Multidisciplinary governance. Build immune-toxicity readiness (hepatitis/colitis algorithms) into ERAS pathways; calibrate peri-operative steroids to avoid blunting IO priming when alternatives exist [83, 84].
What negative trials teach Us
The LEAP-017 result—no statistically significant OS improvement of lenvatinib + pembrolizumab over SOC—highlights several design lessons [53]:
- (i)Histology alone is not enough—stratify/enrich by metastatic pattern (liver vs. extrahepatic) and inflammatory gene programs [47, 85];
- (ii)Align endpoints with biology—incorporate ctDNA clearance, depth/duration of response, treatment-free survival [14, 86];
- (iii)Optimize sequence/dose—leverage the vascular-normalization window and RT fractionation to maximize immunogenicity [87, 88];
- (iv)Embed window-of-opportunity cohorts to mechanistically validate “heating” beyond radiology [89, 90].

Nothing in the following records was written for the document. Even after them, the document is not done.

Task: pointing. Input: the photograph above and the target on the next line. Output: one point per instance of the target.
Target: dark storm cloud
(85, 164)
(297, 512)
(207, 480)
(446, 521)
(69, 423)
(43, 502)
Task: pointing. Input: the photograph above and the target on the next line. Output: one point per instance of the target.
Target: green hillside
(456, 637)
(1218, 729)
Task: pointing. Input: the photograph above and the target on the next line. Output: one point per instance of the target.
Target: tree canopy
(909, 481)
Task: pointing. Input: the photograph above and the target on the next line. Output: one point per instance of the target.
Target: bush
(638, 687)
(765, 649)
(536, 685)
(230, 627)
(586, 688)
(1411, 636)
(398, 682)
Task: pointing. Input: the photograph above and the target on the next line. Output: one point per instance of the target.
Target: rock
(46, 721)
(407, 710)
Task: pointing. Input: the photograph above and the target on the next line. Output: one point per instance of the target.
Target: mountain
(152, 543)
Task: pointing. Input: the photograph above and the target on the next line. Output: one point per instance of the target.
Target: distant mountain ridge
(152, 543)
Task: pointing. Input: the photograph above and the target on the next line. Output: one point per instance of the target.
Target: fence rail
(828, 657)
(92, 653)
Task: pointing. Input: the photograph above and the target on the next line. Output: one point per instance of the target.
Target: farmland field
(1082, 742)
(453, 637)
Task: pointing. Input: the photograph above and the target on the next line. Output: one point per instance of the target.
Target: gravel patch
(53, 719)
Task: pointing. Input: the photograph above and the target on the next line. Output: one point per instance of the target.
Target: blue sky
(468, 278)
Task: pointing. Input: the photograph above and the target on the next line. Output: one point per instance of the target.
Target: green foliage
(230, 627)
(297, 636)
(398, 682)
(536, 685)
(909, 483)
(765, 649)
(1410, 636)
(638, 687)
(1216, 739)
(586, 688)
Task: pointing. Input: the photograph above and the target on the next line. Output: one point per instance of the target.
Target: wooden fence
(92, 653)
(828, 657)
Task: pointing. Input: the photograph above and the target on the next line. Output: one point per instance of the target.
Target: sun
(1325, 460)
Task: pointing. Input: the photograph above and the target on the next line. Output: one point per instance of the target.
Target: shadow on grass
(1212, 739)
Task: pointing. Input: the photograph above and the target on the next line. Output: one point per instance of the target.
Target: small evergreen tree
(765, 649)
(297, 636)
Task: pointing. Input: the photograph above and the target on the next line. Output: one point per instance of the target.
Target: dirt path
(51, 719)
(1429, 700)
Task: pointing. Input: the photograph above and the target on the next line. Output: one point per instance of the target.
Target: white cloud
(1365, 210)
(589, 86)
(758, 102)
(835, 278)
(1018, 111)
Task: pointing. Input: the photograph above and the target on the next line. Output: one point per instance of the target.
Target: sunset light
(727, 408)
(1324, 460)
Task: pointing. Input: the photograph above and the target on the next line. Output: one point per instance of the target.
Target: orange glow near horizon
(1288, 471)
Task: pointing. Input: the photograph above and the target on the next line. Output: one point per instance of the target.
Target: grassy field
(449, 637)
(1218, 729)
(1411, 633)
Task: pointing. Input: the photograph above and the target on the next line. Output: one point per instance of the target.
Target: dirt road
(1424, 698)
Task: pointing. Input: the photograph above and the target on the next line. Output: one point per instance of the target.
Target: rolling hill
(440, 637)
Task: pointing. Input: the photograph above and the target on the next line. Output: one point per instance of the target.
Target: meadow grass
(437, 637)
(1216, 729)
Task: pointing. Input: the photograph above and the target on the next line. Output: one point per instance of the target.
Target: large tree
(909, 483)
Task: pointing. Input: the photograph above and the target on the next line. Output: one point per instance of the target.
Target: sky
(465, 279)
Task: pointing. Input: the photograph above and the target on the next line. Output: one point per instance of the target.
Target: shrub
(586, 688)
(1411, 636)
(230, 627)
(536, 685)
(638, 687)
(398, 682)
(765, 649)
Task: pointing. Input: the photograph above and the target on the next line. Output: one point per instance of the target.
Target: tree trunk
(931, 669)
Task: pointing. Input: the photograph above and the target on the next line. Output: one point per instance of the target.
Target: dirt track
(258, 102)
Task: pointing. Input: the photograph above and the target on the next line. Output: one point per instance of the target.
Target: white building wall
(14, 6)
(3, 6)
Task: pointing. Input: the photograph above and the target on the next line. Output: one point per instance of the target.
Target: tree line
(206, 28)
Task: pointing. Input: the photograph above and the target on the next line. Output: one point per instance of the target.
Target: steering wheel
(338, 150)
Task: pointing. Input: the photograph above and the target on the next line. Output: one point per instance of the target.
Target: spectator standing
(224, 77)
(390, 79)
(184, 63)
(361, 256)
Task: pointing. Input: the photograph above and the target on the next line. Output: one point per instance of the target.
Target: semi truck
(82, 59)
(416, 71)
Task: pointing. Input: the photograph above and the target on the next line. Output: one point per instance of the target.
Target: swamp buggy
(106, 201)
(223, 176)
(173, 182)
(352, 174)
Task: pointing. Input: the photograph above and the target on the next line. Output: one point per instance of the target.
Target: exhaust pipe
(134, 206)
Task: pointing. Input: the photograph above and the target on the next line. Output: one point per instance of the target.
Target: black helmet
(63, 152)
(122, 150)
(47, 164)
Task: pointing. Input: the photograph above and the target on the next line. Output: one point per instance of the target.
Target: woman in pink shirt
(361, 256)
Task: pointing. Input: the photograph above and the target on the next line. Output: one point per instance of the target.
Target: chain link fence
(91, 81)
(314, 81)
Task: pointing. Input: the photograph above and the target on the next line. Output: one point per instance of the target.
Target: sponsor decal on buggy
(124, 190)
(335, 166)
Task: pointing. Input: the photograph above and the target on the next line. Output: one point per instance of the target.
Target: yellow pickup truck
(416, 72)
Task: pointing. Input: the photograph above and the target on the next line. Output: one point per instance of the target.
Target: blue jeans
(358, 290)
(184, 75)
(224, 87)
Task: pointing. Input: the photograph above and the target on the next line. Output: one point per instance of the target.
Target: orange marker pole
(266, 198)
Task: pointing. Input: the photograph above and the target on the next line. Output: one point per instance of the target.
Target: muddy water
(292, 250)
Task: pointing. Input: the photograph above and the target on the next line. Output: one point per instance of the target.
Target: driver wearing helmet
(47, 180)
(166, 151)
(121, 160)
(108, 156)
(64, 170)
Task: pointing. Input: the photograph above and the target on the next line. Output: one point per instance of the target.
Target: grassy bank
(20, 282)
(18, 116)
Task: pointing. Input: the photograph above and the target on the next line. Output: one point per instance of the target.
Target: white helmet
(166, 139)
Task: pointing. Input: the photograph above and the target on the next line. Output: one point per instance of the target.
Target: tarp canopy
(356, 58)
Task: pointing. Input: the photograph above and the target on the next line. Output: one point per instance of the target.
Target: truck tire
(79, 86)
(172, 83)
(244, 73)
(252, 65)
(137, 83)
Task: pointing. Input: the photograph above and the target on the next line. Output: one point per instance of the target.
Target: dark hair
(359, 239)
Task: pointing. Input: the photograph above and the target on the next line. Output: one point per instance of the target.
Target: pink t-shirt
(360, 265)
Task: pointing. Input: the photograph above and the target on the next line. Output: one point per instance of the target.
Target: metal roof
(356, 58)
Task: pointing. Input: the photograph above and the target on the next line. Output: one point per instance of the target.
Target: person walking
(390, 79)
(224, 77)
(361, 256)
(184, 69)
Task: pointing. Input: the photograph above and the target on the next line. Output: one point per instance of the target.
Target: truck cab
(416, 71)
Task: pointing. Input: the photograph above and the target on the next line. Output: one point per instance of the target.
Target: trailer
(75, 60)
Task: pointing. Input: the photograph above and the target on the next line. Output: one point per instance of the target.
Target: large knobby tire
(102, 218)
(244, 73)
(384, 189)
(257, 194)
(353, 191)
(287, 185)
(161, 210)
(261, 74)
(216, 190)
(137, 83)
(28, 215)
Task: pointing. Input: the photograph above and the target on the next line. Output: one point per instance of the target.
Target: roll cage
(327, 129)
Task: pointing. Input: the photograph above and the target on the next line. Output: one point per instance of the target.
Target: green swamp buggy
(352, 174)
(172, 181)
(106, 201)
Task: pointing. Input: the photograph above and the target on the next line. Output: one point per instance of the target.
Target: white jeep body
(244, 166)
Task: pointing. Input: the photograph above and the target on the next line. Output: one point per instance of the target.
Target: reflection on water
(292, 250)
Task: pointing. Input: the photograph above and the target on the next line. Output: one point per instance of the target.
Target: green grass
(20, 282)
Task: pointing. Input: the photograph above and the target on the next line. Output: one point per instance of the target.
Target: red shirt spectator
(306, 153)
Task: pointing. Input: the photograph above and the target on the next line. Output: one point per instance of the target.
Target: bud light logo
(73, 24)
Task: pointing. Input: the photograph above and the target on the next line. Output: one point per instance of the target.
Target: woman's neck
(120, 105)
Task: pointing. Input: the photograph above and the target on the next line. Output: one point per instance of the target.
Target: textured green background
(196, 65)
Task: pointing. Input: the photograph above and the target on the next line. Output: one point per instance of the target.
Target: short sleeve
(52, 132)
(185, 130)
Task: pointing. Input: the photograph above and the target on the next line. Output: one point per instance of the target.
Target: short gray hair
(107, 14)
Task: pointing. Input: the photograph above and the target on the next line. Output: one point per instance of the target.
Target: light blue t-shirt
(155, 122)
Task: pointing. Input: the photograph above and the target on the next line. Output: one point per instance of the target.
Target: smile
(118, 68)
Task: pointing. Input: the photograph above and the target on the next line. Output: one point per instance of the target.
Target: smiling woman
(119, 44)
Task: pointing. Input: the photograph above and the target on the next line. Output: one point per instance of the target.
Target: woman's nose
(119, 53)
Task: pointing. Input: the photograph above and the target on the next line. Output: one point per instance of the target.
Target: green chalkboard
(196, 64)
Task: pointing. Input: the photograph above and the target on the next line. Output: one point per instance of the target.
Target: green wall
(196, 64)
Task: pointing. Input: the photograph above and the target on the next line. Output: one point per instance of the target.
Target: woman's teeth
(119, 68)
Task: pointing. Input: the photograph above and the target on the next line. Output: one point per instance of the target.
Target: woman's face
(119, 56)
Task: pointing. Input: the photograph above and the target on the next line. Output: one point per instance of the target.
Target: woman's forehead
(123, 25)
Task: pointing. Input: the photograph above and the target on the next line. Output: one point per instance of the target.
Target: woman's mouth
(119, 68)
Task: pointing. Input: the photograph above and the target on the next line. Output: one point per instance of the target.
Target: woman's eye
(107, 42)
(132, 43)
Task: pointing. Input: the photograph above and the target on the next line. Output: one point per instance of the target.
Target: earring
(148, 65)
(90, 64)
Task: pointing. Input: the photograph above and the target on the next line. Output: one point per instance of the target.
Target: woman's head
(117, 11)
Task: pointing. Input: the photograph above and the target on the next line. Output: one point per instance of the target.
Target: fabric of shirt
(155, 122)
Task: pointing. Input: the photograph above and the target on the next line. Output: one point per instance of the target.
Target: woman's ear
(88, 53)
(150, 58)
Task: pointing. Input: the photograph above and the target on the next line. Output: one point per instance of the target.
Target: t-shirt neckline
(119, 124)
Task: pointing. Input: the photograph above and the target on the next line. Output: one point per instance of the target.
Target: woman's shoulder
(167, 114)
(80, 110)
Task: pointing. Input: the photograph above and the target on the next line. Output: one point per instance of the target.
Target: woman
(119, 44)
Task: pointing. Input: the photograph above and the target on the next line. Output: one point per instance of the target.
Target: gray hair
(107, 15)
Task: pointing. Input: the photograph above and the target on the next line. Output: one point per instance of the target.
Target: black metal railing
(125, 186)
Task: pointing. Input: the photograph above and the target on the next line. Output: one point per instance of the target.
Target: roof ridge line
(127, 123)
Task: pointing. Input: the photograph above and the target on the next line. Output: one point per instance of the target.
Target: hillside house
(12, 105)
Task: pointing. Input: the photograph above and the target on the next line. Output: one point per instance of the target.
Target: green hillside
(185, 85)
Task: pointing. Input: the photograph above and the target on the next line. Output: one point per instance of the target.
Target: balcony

Practical implications for today’s clinic
Outside trials: There is no broad guideline endorsement for IO combinations in unselected MSS mCRC at present [91].
Within trials (priority scenarios):
Non-liver-dominant refractory MSS mCRC → botensilimab + balstilimab or VEGFR-IO-based arms with translational cores [58, 74].
Up-front fit patients → intensification frameworks modeled on AtezoTRIBE (chemo + bevacizumab ± PD-L1) with explicit discussion of investigational status [52].
Oligometastatic disease → RT/ablation + ICI protocols that test dose/sequence and capture paired tissue + ctDNA serials [55, 56, 92].